Chilliwack Community Action Team

From trail building to relationship building

Formed in:  2018
Number of members:  18
Communities served:  

Name of Town: Chilliwack,  Skwah First Nations,  

Unique features:

A micro-grant coordinating committee dedicated to youth, First Nations/Indigenous, and women-focused initiatives.

Q&A with Jade Black, Jennifer Hawkins, and Diane Janzen of the Chilliwack Community Action Team.

“There are so many creative ways to contribute to overdose prevention and for different groups to come together and share these innovative projects and approaches is incredibly inspiring.” - Jade Black, Project Coordinator, Stó:lō Nation

Members of the Community Action Initiative team sat down with with Jade Black, Project Coordinator, Stó:lō Nation, Jennifer Hawkins, Community Health Specialist with Fraser Health and Diane Janzen, Executive Director of Chilliwack Community Services, to discuss the learnings, innovative initiatives, and proud moments experienced while working with the Chilliwack CAT. Here’s what they had to say.

CAI: How are people with living and lived experience of substance use (PWLLE) involved in your CAT?
Jade Black (JB): We’re constantly working to build our network and really connect with peers through community engagement. We’ve hired peer consultants to guide every step of the initiative and we consistently try to close the gap between theory and practice. When we’re planning a project or are involved with community research, we consult peers on the types of questions we should ask in the research.
    From start to finish, we focus on sharing talents and celebrating peer contributions.

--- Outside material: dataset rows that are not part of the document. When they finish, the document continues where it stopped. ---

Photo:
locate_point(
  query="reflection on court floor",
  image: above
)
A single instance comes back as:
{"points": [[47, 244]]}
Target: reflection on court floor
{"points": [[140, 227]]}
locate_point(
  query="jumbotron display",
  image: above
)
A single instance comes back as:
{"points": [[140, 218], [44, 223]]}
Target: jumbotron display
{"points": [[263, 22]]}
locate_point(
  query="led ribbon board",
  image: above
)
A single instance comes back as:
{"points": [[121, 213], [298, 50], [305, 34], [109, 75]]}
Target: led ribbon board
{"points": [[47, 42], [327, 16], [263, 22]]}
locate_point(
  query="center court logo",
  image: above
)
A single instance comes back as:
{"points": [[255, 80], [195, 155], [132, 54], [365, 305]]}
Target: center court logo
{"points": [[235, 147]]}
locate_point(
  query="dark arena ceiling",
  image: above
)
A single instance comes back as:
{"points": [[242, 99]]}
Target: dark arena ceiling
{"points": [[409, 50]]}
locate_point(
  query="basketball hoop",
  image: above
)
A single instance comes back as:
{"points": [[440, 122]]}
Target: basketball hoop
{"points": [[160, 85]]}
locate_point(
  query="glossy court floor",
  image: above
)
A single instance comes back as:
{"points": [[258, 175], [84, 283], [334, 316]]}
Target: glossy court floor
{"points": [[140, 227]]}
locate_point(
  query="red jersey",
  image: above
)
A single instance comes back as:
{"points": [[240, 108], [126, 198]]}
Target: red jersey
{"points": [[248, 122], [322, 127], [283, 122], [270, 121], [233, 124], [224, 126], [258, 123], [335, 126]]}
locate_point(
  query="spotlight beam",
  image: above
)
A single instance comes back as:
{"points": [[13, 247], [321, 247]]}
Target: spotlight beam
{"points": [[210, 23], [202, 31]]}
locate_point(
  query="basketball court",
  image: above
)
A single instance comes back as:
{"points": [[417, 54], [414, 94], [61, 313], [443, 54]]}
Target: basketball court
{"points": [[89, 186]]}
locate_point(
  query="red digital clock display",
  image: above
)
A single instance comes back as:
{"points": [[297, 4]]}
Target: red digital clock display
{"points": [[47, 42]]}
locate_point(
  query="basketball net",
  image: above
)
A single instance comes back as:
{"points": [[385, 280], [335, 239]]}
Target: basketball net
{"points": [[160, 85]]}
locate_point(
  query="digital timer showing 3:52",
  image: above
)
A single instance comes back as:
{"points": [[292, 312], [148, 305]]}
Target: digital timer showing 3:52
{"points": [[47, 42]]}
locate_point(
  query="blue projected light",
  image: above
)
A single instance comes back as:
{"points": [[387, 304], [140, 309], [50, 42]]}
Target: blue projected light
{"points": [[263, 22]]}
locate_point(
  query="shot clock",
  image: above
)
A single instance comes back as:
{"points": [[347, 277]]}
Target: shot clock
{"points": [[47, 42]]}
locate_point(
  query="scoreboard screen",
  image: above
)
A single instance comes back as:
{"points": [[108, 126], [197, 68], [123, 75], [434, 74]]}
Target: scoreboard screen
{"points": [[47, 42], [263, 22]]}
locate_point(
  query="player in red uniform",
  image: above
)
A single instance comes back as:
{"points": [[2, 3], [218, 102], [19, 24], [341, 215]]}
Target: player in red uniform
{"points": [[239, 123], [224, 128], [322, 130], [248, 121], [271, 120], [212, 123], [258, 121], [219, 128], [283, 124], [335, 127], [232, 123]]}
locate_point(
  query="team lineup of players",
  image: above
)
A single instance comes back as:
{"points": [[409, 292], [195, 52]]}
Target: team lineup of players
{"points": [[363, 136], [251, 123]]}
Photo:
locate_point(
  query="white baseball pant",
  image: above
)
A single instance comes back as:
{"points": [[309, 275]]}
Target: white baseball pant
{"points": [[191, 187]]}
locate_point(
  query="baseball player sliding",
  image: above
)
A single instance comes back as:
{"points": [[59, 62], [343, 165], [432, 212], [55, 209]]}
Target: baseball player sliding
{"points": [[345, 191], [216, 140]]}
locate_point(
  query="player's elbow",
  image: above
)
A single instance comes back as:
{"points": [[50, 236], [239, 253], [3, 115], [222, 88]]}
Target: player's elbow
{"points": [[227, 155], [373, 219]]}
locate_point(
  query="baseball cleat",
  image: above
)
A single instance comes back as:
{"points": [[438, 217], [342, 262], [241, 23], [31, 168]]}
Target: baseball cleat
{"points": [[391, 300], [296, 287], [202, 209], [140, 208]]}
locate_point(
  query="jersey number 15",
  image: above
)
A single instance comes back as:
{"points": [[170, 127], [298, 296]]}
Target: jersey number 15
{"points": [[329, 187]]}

Peers have power in their ability to share and there's healing in sharing. Somebody being there to value the peer voice and integrate their input has been a super positive experience for us as a group. We employ peers who have identified as First Nations to identify cultural considerations and ask them for insights and opinions on everything.
CAI: How does your CAT engage with local Indigenous communities?
    Indigenous people are the main population we serve – with fatal overdose rates disproportionately represented in these communities. Our priority is serving Indigenous clients, so cultural considerations are engrained in all our processes. We try to highlight the importance of these. We’ve identified a need to do what we can to shift the narrative and support those who are facing concurrent struggles. Our CAT is focused on doing work to mitigate the high overdose rate and the way that Indigenous voices are addressed in our community – not only in a professional setting but in casual settings as well.
    We practice a trauma-informed approach, recognizing what Indigenous people in Canada have endured, and we seek to understand the context in which they interpret wellness and social determinants of health. It's about language, and constantly picking our head up and asking what it may sound like to an Indigenous person. I’ve learned it’s important to give people the space to trust that they know what they need.
Diane Janzen:
    Addressing the needs of First Nations and Indigenous communities is a key element of both the development of our overall overdose strategy and in the projects we support. Sto:lo Service Agency is a member of the CAT and was also a member of the Micro-grants Committee. Our overall Chilliwack overdose strategy consulted widely with First Nations and Indigenous organizations and entities in Chilliwack. Five out of the six mini-grant projects funded worked with and supported overdose prevention with First Nations and Indigenous communities. For example, the Skwah First Nation project provides Sto:lo cultural and traditional teachings to deal with substance use barriers through Naloxone training and safety and supports.
CAI: Can you speak to a time when you’ve been proud to be a part of your CAT?
Jennifer Hawkins: We’ve had some really great innovative projects come out of the micro-grant initiative, including the Youth Trail Building initiative which originally funded a partnership with the Chilliwack Trails Society, United Way, Tzeachten First Nations, and Sto:lo Service Agency hosting trail building and /mountain biking activities that incorporated informal harm reduction and substance-use conversations between youth and medical professionals and counsellors. One ER doctor, who has been co-leading the initiative, says that great work is done on the trails and from there it’s easy to move into counselling discussions with the kids. There’s no awkward broach of the topic of drugs and the program received a ton of positive feedback.
CAI: What’s one of the greatest successes of your CAT?
JB: Our physician education night was a unique opportunity where we brought local doctors and peers together in the same room to breakdown stigma. Doctors spoke about alternative pain management and peers shared their unique journeys and the barriers they face. We discussed the importance of trauma-informed training and cultural acknowledgement going into the history of colonization and the impact that has had on so many people. I think it demonstrated how essential it is to build rapport with other stakeholders in your community who are passionately invested in a better outcome when it comes to overdose prevention.
    Never underestimate the power of conversations and relationship. We must meet people where they are and be candid about how ready people are to have these conversations. This means embracing a dialogue with folks who are active in addiction, physicians, and a community, in this context, resistant to change. What keeps me motivated is change with little wins – progressive steps forward when it comes to dialogue and narrative around coping addiction recovery and contradiction.
    There are so many creative ways to contribute to overdose prevention and for different groups to come together and share these innovative projects and approaches is incredibly inspiring.